D’une voix ferme, Irma commente :

— Ma pauvre Sylvie, il faut que tu acceptes que les choses ne puissent pas toujours se passer exactement comme tu le souhaites. Il n’y a pas de quoi fouetter un chat même si Junior s’est fait tatouer le bras, s’il part en tournée ou, pire encore, s’il abandonne momentanément l’école. Ton fils a quel âge, déjà ?

— Dix-huit ans.

— Donc, il est majeur. Et à ce que je sache, il ne te demande rien d’autre que de respecter ses choix. Que tu le veuilles ou non, Junior n’est plus un enfant ; c’est un homme maintenant. Crois-moi, tu es chanceuse qu’il se confie encore à toi.

— Mais il m’a mise devant le fait accompli ! C’est avec ça que j’ai de la misère.

— Peut-être, mais ce ne sont plus tes affaires, déclare Irma. Il est fini le temps où Junior t’obéissait au doigt et à l’œil.

Les paroles d’Irma bouleversent Sylvie plus qu’elle ne le voudrait. Elle sait que sa tante a raison, mais elle refuse d’accepter que ses enfants aient vieilli et que, dans quelques années, ils seront tous des adultes.

Silencieuse jusque-là, Rita décide de mettre son grain de sel dans la conversation :

— Je ne voudrais pas me mêler de ce qui ne me regarde pas, mais ma sœur aînée a vécu des choses semblables avec ses enfants.
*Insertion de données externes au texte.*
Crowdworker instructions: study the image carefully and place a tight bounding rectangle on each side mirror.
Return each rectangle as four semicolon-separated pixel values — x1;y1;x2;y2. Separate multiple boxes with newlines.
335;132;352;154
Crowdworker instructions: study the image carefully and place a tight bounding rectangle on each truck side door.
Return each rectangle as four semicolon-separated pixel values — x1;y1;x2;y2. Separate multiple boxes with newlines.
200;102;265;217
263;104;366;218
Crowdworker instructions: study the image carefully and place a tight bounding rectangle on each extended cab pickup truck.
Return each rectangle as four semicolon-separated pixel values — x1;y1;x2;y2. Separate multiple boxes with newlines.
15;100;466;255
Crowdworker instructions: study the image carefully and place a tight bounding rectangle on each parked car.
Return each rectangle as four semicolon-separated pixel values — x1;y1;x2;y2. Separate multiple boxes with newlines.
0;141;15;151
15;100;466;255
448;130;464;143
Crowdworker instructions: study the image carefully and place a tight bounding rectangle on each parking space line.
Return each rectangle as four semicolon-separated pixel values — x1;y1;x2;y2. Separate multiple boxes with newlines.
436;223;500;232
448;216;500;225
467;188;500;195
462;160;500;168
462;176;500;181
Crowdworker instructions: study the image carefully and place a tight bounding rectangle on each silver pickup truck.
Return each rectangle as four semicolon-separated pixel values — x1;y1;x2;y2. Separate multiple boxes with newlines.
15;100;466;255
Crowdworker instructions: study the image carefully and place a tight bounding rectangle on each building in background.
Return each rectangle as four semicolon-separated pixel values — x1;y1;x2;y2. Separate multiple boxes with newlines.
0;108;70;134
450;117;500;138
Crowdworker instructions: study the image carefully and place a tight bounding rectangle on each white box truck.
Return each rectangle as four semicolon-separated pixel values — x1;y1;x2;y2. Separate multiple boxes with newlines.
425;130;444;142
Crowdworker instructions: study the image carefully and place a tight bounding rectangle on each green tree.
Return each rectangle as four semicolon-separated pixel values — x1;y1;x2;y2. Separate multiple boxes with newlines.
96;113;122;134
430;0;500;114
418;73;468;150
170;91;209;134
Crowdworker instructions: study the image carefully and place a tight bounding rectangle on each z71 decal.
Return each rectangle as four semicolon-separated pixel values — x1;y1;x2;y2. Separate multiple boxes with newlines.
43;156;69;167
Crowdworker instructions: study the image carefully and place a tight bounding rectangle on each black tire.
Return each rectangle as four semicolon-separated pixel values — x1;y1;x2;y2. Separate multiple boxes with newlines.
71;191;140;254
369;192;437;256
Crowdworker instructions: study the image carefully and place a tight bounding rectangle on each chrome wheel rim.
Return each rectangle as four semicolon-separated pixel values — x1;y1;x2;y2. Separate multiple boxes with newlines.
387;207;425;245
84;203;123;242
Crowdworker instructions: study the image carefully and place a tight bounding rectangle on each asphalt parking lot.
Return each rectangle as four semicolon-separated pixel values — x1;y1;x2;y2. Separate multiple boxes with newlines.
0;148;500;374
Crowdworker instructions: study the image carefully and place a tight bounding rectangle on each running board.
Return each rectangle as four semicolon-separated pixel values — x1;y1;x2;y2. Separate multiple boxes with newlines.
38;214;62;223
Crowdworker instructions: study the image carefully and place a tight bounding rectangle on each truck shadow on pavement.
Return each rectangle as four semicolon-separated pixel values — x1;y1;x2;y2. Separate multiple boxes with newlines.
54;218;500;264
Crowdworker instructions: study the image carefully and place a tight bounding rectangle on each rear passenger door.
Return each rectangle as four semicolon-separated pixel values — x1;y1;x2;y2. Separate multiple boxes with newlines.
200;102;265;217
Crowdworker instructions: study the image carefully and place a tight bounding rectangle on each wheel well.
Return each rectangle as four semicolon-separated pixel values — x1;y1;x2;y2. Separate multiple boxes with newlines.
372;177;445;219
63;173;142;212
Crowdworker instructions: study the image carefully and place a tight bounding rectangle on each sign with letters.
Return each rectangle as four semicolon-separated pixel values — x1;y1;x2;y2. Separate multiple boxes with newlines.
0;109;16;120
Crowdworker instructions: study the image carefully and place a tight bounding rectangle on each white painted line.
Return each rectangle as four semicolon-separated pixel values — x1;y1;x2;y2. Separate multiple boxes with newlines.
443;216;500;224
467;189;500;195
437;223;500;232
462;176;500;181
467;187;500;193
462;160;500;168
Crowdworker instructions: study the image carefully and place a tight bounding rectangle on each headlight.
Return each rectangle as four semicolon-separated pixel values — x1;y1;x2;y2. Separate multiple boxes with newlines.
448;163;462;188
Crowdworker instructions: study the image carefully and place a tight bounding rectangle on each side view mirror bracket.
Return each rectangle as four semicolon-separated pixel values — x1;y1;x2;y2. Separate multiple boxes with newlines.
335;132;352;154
Croyez-moi, n’attendez pas qu’il soit trop tard avant de cesser de gérer leur vie. Vous avez beaucoup trop à perdre. Aujourd’hui, ma sœur voit ses enfants à Noël et à Pâques – et encore, pas chaque année. Il en manque toujours un ou deux aux réunions familiales. Et ces rencontres n’ont rien de commun avec celles du temps où ils étaient petits ; elles sont d’un ennui mortel. Tout ce que ma sœur réussit à savoir sur la vie de ses enfants, c’est ce que les autres lui disent. Alors que son mari et elle rêvaient de finir leurs jours entourés de leurs enfants et de leurs petits-enfants, ils sont tout fin seuls. Vous m’avez l’air d’une bonne personne, Sylvie. Changez d’attitude avec vos enfants pendant qu’il en est encore temps et concentrez-vous sur votre propre vie, surtout que vous avez bien d’autres choses pour vous occuper.

Sylvie réfléchit. Jamais une inconnue n’a osé lui parler ainsi. Prise entre l’envie d’envoyer promener Rita et celle de reconnaître que cette dernière a raison sur toute la ligne, Sylvie demeure silencieuse. Cette dernière sait à quel point elle peut être envahissante et comment elle aime tout contrôler.

D’après l’expression de sa nièce, Irma voit qu’il est inutile d’en rajouter. Tout ce qui devait être dit a été dit. Dans l’espoir de changer le cours de la discussion, elle dit à sa nièce d’un ton taquin :

— Si tu nous aides à trancher les pommes, tu pourras repartir avec une tarte.

* * *

Le lendemain, Sylvie téléphone à Junior pour lui dire qu’elle aime son tatouage, et aussi qu’elle se réjouit pour lui qu’il parte en tournée avec Renée Claude. Quand le jeune homme raccroche, il pousse un grand cri de joie.